Annalisa Crawford said...

My characters sometimes appear fully formed on the page. The one I worked hardest on was a combination of two lads I had crushes on when I was at school. And one character surprised me by being a serial killer - who knew!

I do have first drafts where I read through and can't distinguish the separate characters at all - that's hard work, and a bit deflating.

Misha Gericke said...

I work from the assumption that all my characters are fully formed and then spend my rough draft getting to know them.

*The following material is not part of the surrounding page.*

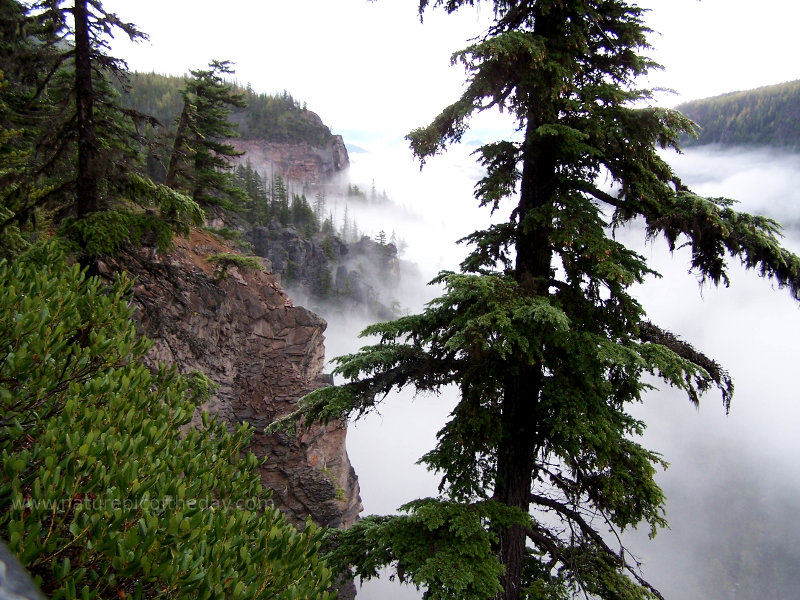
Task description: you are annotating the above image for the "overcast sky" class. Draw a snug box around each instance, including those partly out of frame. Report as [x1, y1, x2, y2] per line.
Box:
[104, 0, 800, 143]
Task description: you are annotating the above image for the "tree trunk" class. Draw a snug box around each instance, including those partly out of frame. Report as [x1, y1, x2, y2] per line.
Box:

By the time I'm done with the rewrites, we're best friends. :-D

Deana said...

I've found that when I do my read through after the first draft I have a chance to get to know my characters more. After that I usually end up changing, adding or taking things away because I know them better by that time.
Great post!

Cassie Mae said...

I make sure my characters talk like real people, and not like 'writers', if that makes sense. Like, not everyone has a thesaurus right at their fingertips, so when my character can't think of a way to say something, she's just gonna say she doesn't know how to describe it, lol.

Of course, this is my character. Another character may have a much wider vocabulary, lol :)

Melissa Sugar said...

Very early on I write a few journal pages as if I am the character. This has always helped me get to know my characters.